我有两个大型数据框df1 --> 100K
行和df2 --> 600K
行,它们如下所示
# df1
name price brand model
0 CANON CAMERA 20 FS36dINFS MEGAPIXEL 9900.0 CANON FS36dINFS
1 SONY HD CAMERA 25 MEGAPIXEL 8900.0 SONY
2 LG 55" 4K UHD LED Smart TV 55UJ635V 5890.0 LG 55UJ635V
3 Sony 65" LED Smart TV KD-65XD8505BAE 4790.0 SONY KD-65XD8505BAE
4 LG 49" 4K UHD LED Smart TV 49UJ651V 4390.0 LG 49UJ651V
#df2
name store price
0 LG 49" 4K UHD LED Smart TV 49UJ651V storeA 4790.0
1 SONY HD CAMERA 25 MEGAPIXEL storeA 12.90
2 Samsung 32" LED Smart TV UE-32J4505XXE storeB 1.30
如果df1中的品牌和其他功能在df2中,我想匹配,如果它们存在,那么我会做一些事情。目前我正在使用一种天真的方法来迭代这两个数据帧,如下所示
datalist = []
for idx1, row1 in df1.iterrow():
for idx2, row2 in df2.iterrows():
if(row1['brand'] in row2['name'] and row1['model'] in row2['name']):
datalist.append([row1['model'], row1['brand'], row1['name'], row1['price'], row2['name'],row2['price'], row2['store']])

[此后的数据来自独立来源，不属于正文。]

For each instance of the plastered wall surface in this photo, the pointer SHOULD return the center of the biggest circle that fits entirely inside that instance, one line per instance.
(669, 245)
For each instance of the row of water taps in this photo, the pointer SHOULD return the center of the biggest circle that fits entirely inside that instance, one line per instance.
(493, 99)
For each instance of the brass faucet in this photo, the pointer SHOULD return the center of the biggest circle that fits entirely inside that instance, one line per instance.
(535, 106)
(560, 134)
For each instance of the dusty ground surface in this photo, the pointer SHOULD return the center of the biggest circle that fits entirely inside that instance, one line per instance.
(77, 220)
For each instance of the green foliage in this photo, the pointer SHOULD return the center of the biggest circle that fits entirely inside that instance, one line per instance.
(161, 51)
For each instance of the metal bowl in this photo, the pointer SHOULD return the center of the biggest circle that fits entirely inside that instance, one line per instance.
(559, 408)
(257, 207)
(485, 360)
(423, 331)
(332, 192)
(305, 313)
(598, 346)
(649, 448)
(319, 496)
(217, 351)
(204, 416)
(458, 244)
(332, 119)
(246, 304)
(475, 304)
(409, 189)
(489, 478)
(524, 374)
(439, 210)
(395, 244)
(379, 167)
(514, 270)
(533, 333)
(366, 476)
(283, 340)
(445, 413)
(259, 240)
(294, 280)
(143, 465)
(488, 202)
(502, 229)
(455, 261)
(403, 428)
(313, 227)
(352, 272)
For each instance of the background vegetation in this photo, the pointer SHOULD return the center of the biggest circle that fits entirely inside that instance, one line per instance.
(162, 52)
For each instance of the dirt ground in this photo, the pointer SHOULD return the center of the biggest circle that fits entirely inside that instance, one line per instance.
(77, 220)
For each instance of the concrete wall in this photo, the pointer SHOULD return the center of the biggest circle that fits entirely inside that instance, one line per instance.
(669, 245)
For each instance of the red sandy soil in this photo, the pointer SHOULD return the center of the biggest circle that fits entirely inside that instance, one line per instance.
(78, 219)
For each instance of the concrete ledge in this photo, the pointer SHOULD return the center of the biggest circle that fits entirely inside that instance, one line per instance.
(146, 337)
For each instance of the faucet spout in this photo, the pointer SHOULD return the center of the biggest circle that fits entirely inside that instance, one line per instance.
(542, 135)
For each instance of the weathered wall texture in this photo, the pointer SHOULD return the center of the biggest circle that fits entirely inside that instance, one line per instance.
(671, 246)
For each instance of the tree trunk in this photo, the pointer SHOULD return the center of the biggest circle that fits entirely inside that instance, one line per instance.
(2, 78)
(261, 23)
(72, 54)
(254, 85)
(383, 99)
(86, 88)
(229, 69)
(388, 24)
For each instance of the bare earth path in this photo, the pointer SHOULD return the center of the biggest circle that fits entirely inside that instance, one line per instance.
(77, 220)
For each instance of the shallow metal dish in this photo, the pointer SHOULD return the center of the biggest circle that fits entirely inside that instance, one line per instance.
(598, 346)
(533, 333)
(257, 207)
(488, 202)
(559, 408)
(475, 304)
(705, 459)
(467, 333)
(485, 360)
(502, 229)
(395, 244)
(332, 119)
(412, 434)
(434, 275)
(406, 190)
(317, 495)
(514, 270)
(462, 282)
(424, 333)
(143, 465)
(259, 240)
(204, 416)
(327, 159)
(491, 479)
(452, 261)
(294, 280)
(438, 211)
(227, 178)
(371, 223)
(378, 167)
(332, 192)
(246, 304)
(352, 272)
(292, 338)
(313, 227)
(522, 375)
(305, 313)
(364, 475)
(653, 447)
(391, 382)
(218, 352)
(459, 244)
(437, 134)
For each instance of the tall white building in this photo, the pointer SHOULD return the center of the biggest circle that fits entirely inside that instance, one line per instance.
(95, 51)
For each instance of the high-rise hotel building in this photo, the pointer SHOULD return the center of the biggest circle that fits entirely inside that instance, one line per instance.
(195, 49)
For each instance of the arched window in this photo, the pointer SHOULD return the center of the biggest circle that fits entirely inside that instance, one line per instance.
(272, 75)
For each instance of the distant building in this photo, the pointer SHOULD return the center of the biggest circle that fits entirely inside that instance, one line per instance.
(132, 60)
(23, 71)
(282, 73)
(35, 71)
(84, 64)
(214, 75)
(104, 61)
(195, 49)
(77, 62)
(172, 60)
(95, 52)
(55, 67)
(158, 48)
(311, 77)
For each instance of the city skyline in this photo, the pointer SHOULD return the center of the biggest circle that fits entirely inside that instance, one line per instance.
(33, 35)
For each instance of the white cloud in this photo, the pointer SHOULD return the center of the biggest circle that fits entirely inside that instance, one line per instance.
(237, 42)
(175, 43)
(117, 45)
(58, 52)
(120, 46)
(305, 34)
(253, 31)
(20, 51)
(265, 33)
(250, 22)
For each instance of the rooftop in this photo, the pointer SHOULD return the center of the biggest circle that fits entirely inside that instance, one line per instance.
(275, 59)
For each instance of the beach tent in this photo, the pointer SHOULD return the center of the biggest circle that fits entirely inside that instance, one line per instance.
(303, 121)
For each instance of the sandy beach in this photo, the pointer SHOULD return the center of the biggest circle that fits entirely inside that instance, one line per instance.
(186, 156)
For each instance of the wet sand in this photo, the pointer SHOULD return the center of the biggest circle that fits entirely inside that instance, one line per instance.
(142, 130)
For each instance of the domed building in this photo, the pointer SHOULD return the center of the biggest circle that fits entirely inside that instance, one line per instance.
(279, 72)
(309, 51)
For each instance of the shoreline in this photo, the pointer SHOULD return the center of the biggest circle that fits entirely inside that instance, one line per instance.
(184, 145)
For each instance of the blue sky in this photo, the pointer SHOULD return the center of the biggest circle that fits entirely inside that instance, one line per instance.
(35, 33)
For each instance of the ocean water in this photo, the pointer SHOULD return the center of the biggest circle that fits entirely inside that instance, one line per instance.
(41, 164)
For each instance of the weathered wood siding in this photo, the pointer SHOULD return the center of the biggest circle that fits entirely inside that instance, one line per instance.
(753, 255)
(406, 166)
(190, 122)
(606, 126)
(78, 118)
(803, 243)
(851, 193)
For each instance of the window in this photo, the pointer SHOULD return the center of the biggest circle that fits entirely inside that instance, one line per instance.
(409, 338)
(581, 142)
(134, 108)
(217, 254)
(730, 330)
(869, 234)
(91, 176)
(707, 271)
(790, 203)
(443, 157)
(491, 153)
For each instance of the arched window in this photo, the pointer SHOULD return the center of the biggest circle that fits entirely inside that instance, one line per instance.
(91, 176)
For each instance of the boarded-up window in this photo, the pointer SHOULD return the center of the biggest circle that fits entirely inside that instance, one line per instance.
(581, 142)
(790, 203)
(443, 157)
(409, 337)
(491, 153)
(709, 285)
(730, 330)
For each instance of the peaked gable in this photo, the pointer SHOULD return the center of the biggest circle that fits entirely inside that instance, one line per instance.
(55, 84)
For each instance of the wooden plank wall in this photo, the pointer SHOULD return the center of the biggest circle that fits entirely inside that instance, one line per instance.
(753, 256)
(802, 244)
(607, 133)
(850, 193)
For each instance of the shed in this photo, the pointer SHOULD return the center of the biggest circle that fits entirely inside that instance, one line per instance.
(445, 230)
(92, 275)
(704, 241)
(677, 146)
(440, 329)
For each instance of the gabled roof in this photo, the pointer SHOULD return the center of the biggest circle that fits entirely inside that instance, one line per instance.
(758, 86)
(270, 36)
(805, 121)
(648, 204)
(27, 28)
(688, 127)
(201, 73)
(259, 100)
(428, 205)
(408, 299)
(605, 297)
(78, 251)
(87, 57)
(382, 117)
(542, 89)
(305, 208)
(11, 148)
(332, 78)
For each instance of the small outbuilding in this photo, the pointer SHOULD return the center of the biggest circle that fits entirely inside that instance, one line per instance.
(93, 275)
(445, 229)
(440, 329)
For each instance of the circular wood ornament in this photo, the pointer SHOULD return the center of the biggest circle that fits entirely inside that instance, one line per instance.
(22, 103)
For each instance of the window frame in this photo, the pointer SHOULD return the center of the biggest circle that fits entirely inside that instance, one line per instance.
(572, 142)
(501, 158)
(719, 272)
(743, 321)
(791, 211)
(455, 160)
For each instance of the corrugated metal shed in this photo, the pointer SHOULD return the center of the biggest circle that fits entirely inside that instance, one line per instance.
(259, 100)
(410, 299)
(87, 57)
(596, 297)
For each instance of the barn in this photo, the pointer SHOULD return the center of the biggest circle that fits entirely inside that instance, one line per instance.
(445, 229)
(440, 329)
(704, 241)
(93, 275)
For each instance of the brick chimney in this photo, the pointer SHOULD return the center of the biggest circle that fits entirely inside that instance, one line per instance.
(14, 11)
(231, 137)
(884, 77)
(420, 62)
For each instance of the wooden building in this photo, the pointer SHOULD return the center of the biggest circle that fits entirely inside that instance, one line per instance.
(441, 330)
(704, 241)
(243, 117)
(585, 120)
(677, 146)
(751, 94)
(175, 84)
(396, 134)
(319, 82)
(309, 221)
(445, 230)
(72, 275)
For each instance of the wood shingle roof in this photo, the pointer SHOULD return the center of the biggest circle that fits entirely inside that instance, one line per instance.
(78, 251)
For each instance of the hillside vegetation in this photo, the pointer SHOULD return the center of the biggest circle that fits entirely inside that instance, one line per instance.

但这需要花费很多时间,因为两个数据帧都很大。我研究过集合更快但是在这里,我使用iterrows使用数据帧的方式我无法转换为set因为那时我将失去位置。有没有更快的事情呢?
答案 0 :(得分:2)
如果df1['brand']
和df1['model']
中有大量重复,那么您可以通过为品牌和模型创建正则表达式来提高性能:
brands = '({})'.format('|'.join(df1['brand'].dropna().unique()))
# '(CANON|SONY|LG)'
models = '({})'.format('|'.join(df1['model'].dropna().unique()))
# '(FS36dINFS|55UJ635V|KD-65XD8505BAE|49UJ651V)'
然后,您可以使用str.extract
方法从df2['name']
中查找品牌和型号字符串:
df2['brand'] = df2['name'].str.extract(brands, expand=False)
df2['model'] = df2['name'].str.extract(models, expand=False)
然后,您可以通过执行内部合并来获取DataFrame形式的所需数据:
result = pd.merge(df1.dropna(subset=bm), df2.dropna(subset=bm), on=bm, how='inner')
import re
import sys
import pandas as pd
pd.options.display.width = sys.maxsize
df1 = pd.DataFrame({'brand': ['CANON', 'SONY', 'LG', 'SONY', 'LG'], 'model': ['FS36dINFS', None, '55UJ635V', 'KD-65XD8505BAE', '49UJ651V'], 'name': ['CANON CAMERA 20 FS36dINFS MEGAPIXEL', 'SONY HD CAMERA 25 MEGAPIXEL', 'LG 55" 4K UHD LED Smart TV 55UJ635V', 'Sony 65" LED Smart TV KD-65XD8505BAE', 'LG 49" 4K UHD LED Smart TV 49UJ651V'], 'price': [9900.0, 8900.0, 5890.0, 4790.0, 4390.0]})
df2 = pd.DataFrame({'name': ['LG 49" 4K UHD LED Smart TV 49UJ651V', 'SONY HD CAMERA 25 MEGAPIXEL', 'Samsung 32" LED Smart TV UE-32J4505XXE'], 'price': [4790.0, 12.9, 1.3], 'store': ['storeA', 'storeA', 'storeB']})
bm = ['brand','model']
for col in bm:
keywords = [re.escape(item) for item in df1[col].dropna().unique()]
pat = '({})'.format('|'.join(keywords))
df2[col] = df2['name'].str.extract(pat, expand=False)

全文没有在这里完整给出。